Not everyone will win

Winners in this new world will most likely be, who knows how to learn. And the new currency is called competence – says Krish Chetty, head of research at the Human Sciences Research Council in South Africa. At the same time, it is to be feared that the group of dependents will increase significantly. There will not be enough work for everyone.

That does not remain without consequences. Already, according to the journalist and writer Pankaj Mishra in his contribution, we live in an age of wrath.
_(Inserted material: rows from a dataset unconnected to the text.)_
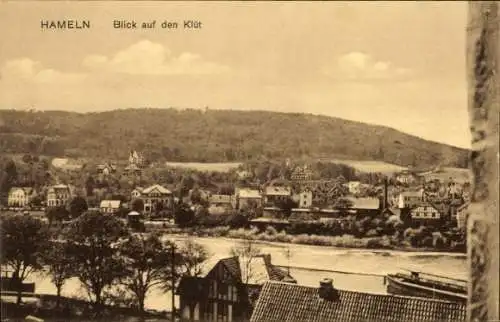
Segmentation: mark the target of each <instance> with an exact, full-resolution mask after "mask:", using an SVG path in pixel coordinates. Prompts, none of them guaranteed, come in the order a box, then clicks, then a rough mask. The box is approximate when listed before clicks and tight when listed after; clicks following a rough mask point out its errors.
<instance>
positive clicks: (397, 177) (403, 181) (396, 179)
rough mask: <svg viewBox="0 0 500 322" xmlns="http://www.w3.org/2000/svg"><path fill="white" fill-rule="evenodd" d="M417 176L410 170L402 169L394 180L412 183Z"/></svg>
mask: <svg viewBox="0 0 500 322" xmlns="http://www.w3.org/2000/svg"><path fill="white" fill-rule="evenodd" d="M417 180H418V177H417V175H416V174H414V173H413V172H411V171H403V172H400V173H398V174H397V175H396V181H397V182H399V183H401V184H404V185H412V184H414V183H415V182H417Z"/></svg>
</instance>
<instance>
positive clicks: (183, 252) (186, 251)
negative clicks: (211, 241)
mask: <svg viewBox="0 0 500 322" xmlns="http://www.w3.org/2000/svg"><path fill="white" fill-rule="evenodd" d="M179 254H180V266H181V270H182V271H181V274H182V275H185V276H200V275H201V273H202V268H203V263H205V261H206V260H207V259H209V258H210V254H209V252H208V250H207V249H206V248H205V247H204V246H203V245H201V244H199V243H197V242H195V241H194V240H192V239H188V240H186V241H185V242H184V243H183V245H182V246H181V247H180V248H179Z"/></svg>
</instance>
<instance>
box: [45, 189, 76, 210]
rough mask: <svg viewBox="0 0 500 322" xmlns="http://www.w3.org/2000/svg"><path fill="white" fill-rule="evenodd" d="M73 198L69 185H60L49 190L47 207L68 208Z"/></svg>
mask: <svg viewBox="0 0 500 322" xmlns="http://www.w3.org/2000/svg"><path fill="white" fill-rule="evenodd" d="M71 197H72V193H71V189H70V187H69V186H68V185H65V184H58V185H55V186H52V187H50V188H49V189H48V190H47V207H60V206H66V204H67V203H68V202H69V201H70V199H71Z"/></svg>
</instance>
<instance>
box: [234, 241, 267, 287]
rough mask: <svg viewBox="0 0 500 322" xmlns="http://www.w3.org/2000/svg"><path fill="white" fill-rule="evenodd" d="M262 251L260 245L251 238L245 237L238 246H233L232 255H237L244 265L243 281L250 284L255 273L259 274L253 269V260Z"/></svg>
mask: <svg viewBox="0 0 500 322" xmlns="http://www.w3.org/2000/svg"><path fill="white" fill-rule="evenodd" d="M260 253H261V249H260V247H259V246H258V245H257V244H256V243H255V241H254V240H252V239H250V238H247V239H244V240H243V241H242V242H240V243H239V244H238V245H237V246H234V247H233V248H231V255H232V256H237V257H238V258H239V260H240V263H241V265H242V271H243V272H242V277H243V283H245V284H248V282H249V281H250V279H252V278H254V277H255V276H254V275H255V274H257V272H254V271H253V270H252V261H253V260H254V258H255V257H256V256H258V255H260Z"/></svg>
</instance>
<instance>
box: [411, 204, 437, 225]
mask: <svg viewBox="0 0 500 322" xmlns="http://www.w3.org/2000/svg"><path fill="white" fill-rule="evenodd" d="M410 218H411V220H412V221H414V222H433V221H438V220H440V219H441V213H440V212H439V210H438V209H437V208H436V206H434V205H433V204H431V203H430V202H422V203H420V204H418V205H415V206H414V207H413V208H411V210H410Z"/></svg>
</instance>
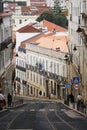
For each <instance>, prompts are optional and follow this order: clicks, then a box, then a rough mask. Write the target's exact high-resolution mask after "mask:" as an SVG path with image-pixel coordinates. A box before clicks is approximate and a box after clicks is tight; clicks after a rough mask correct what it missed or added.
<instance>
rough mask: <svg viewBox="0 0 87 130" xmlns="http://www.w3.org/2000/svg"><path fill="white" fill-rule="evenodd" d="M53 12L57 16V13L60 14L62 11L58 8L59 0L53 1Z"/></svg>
mask: <svg viewBox="0 0 87 130" xmlns="http://www.w3.org/2000/svg"><path fill="white" fill-rule="evenodd" d="M53 12H54V13H55V14H59V13H61V12H62V9H61V7H60V2H59V0H55V1H54V7H53Z"/></svg>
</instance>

Furious modernization losers and losers drove aimlessly into the arms of right-wing demagogues – in Hungary as well as in Italy or in Latin America. "Today, people around the world know that they are competing with people elsewhere in the world."

Woman being examined with a face scanner (Doublelucky Productions)

Beautiful new world of fluoroscopy and surveillance

For the first time in 200 years, there is a chance that the future will not improve. Even in Germany for the first time there is a declining basic trust in securing the next generations. Benjamin-Immanuel Hoff, Thuringia's Minister for Culture, Federal and European Affairs, pointed this out in his welcoming address to the opening of the Cultural Symposium. Right-wing extremists are cooking their poisonous soup on this breeding ground. They rush and slander on social networks. And they let their words follow their words. Since 1990, up to 196 people have died in Germany by right-wing violence, headlines the daily newspaper taz this weekend. The so far last is with great probability the CDU politician Walter Lübcke. He was shot dead at Wolfhagen on 2 June.

Recalculate the route

"We urgently need a global movement to regain what is called human dignity," demanded Hungarian media scholar Anna Szilágyi in Weimar. And a really well educated youth as well as courageous journalists and journalists – that has been heard again and again in these days. For all skepticism, the future can be good. We just have to get involved and get involved. All.

"So many roads to the future need some navigation", rapper Blumio sings at the end of the Weimar Cultural Symposium. Let's go with the world, let's go with it. Let's evolve – human 2.0! " (I want to connect with the world, with every country, let's go the right way before we lose everything, let's evolve as humans 2.0.)